What does protecting health at sea require today?
This Book of Abstracts brings together multidisciplinary research presented at the 2026 BlueRights International Conference on Protection of Health at Sea. Organised around living and working conditions, wellbeing and mental health, and health in crisis and conflict, the collection explores issues ranging from seafarer abandonment, maritime labour, nutrition, gender, and decarbonisation to climate change, armed conflict, legal fragmentation, and accountability. Together, the abstracts offer a timely snapshot of research advancing rights-based approaches to protecting people at sea.
The publication reflects the breadth of the BlueRights research agenda and the diversity of perspectives needed to address health at sea in practice.
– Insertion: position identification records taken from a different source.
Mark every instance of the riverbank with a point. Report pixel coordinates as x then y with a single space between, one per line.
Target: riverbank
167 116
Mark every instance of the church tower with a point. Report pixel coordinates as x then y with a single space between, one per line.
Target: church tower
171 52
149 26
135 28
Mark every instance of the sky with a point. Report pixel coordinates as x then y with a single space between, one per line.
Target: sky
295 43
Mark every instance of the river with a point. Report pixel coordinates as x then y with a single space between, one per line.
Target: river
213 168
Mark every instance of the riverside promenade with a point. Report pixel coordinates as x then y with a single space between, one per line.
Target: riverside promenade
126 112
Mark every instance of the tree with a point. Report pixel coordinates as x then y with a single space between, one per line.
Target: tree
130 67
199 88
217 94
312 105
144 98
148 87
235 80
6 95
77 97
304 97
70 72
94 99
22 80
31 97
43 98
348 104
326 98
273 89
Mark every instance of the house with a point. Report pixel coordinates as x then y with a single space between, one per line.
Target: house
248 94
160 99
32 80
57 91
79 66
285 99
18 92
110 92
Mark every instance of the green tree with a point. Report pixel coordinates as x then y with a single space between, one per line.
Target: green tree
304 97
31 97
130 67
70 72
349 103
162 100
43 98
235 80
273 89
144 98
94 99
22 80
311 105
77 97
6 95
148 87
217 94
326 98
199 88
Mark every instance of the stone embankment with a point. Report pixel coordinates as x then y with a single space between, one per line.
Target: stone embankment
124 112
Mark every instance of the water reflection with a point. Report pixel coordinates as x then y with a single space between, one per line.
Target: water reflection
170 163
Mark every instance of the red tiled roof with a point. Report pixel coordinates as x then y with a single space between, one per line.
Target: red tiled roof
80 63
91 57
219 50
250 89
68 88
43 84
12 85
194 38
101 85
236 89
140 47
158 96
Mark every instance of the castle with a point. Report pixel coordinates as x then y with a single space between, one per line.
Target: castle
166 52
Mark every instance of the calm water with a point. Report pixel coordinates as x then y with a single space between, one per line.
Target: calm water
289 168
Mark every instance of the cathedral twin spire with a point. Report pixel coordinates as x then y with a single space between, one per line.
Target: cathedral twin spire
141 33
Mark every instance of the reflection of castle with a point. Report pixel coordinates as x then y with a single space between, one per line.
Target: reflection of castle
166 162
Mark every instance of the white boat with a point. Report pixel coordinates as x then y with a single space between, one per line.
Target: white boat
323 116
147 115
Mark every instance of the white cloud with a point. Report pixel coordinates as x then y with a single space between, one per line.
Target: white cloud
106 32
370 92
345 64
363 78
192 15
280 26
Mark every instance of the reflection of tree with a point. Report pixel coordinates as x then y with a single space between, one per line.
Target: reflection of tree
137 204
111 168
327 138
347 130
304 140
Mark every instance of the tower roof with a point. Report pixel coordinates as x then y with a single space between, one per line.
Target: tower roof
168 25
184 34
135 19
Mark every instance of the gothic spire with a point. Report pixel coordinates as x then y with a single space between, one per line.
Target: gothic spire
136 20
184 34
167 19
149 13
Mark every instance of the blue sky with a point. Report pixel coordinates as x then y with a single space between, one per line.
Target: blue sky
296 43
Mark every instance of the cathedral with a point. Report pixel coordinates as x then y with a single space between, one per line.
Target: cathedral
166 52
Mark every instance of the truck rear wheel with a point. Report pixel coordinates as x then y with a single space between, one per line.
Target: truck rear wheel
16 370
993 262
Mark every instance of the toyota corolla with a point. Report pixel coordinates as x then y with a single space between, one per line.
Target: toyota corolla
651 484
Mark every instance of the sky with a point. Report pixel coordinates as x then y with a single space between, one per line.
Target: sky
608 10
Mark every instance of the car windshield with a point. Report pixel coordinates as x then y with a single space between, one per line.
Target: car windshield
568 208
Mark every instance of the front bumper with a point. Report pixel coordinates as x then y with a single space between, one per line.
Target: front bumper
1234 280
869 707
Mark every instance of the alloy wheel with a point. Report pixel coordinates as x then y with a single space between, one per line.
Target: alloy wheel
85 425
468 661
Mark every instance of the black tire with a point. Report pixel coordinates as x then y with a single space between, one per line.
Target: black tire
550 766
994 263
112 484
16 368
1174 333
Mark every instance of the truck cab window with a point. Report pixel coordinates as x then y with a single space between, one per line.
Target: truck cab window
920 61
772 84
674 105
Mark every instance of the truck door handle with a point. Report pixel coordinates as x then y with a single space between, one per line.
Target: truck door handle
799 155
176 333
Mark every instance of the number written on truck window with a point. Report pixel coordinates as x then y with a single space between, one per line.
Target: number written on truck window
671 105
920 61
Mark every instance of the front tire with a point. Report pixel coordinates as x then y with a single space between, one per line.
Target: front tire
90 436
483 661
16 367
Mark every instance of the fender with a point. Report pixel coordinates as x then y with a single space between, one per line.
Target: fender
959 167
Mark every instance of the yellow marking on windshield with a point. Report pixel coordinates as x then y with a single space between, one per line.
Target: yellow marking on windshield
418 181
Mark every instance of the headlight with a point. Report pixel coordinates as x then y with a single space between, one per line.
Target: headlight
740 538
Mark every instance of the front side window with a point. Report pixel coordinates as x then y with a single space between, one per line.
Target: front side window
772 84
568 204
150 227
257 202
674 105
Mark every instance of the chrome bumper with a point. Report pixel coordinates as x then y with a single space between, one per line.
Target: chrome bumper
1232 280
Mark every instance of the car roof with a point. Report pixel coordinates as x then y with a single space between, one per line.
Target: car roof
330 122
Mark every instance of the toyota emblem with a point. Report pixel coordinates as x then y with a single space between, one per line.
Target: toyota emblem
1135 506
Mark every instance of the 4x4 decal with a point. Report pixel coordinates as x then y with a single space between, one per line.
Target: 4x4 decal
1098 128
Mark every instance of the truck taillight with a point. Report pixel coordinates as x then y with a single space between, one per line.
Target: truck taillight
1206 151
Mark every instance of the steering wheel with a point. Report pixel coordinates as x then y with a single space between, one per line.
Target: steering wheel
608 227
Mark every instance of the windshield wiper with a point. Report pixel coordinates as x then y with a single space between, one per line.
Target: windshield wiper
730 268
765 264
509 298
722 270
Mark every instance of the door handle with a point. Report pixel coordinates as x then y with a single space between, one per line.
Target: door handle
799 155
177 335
Contributors examine how legal frameworks, working environments, organisational cultures, crisis response, and global governance shape the lives and wellbeing of seafarers, fishers, maritime workers, migrants, and others who live, work, or move across the sea.
By placing health in conversation with dignity, equality, safety, labour rights, mental wellbeing, and access to effective protection, the Book of Abstracts shows that health at sea cannot be treated as a narrow medical issue. It is a human rights concern, shaped by the conditions in which people work, travel, seek safety, and face risk in maritime spaces.
As a resource, the volume offers an entry point into current debates on human rights at sea and highlights emerging research questions for scholars, practitioners, policymakers, and maritime stakeholders interested in building safer, fairer, and more accountable maritime environments.